Ahmadinejad Pushes New World Order in AP Interview

Iran's President Mahmoud Ahmadinejad gestures as he attends the high-level meeting on rule of law in the United Nations General Assembly on Sept. 24, 2012.
Associated Press + More

CHRISTOPHER CHESTER, Associated Press


MARIA SANMINIATELLI, Associated Press

NEW YORK (AP) — After an hour of fielding questions about Syria, sanctions and nuclear weapons, Iranian President Mahmoud Ahmadinejad had enough. Now, he said, it was his turn to choose the topic — his "new order" which will inevitably replace the current era of what he called U.S. bullying.

Continuing his hectic pace of media appearances and diplomatic meetings, Ahmadinejad presented an air of boredom when it came to the hot topic on everyone's mind — Iran's nuclear program and the possibility of impending war.
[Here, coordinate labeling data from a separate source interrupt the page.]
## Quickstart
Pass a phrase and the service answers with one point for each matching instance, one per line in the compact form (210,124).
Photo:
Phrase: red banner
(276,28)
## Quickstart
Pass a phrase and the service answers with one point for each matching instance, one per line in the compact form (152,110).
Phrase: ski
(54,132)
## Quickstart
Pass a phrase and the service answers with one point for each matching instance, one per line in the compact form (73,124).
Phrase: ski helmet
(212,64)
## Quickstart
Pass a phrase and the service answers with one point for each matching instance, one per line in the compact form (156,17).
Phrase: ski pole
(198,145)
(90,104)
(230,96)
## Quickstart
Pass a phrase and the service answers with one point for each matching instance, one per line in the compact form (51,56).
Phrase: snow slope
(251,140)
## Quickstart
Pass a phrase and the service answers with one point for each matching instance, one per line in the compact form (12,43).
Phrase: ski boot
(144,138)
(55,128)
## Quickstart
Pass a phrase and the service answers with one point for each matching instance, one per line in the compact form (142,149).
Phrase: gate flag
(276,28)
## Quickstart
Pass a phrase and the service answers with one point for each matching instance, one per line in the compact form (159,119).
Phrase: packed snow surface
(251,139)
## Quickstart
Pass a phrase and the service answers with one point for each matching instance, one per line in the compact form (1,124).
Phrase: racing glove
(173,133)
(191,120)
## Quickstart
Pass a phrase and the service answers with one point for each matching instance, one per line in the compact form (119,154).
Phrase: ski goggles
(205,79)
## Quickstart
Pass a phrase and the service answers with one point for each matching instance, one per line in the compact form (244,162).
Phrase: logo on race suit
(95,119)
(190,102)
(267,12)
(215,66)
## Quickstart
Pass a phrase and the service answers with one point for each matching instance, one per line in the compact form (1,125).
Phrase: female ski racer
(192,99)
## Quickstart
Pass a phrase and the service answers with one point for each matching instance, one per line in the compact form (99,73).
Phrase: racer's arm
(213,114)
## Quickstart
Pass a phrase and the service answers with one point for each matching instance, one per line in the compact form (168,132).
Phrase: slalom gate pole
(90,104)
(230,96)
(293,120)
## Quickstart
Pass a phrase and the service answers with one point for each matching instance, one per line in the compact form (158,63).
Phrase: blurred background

Whether it was feigned or sincere, he said he would much rather be talking about his vision of what the next world order might be. [See a collection of political cartoons on Iran.]

Conveniently, it would be an order in which the U.S. and the traditional powers play a smaller role and every country has equal standing (though the state of Israel, he often predicts, will soon become a historical footnote).

"God willing, a new order will come and will do away with ... everything that distances us," Ahmadinejad told The Associated Press in an interview Tuesday, speaking through a translator. "All of the animosity, all of the lack of sincerity will come to an end. It will institute fairness and justice."

He said the world was losing patience with the current state of affairs.

"Now even elementary school kids throughout the world have understood that the United States government is following an international policy of bullying," he said. "I do believe the system of empires has reached the end of the road. The world can no longer see an emperor commanding it."

The interview was held on the sidelines of the U.N. General Assembly — Ahmadinejad's last as president of Iran. He was to address the assembly Wednesday morning.

He also discussed solutions for the Syrian civil war, dismissed the question of Iran's nuclear ambition and claimed that despite Western sanctions his country is better off than it was when he took office in 2005. [READ: President Obama Unveils Landmark Actions to Fight Human Trafficking]

Earlier Tuesday, President Barack Obama warned Iran that time is running out to resolve the dispute over its nuclear program. In a speech to the General Assembly, Obama said the United States could not tolerate an Iran with atomic weapons.

Ahmadinejad would not respond directly to the president's remarks, saying he did not want to influence the U.S. presidential election in November.

But he argued that the international outcry over Iran's nuclear enrichment program was just an excuse by the West to dominate his country. He claimed that the United States has never accepted Iran's choice of government after the 1979 Islamic revolution.

"Everyone is aware the nuclear issue is the imposition of the will of the United States," he said. "I see the nuclear issue as a non-issue. It has become a form of one-upmanship."

Ahmadinejad said he favored more dialogue, even though negotiations with world powers remain stalled after three rounds of high-level meetings since April.

He said some world leaders have suggested to him that Iran would be better off holding nuclear talks only with the United States.

"Of course I am not dismissing such talks," he said, asked if he were open to discussions with the winner of the American presidential election.

Israeli leaders, however, are still openly contemplating military action again Iranian nuclear facilities, dismissing diplomacy as a dead end. Israel and many in the West suspect that Iran is seeking to acquire nuclear weapons, and cite its failure to cooperate fully with nuclear inspectors. Iran says its nuclear program is for peaceful purposes only.

Ahmadinejad also proposed forming a new group of 10 or 11 countries to work to end the 18-month Syrian civil war. Representatives of nations in the Middle East and elsewhere would meet in New York "very soon," he said.

Critics have accused Tehran of giving support to Syrian President Bashar Assad in carrying out massacres and other human rights violations in an attempt to crush the uprising against his rule. Activists say nearly 30,000 people have died.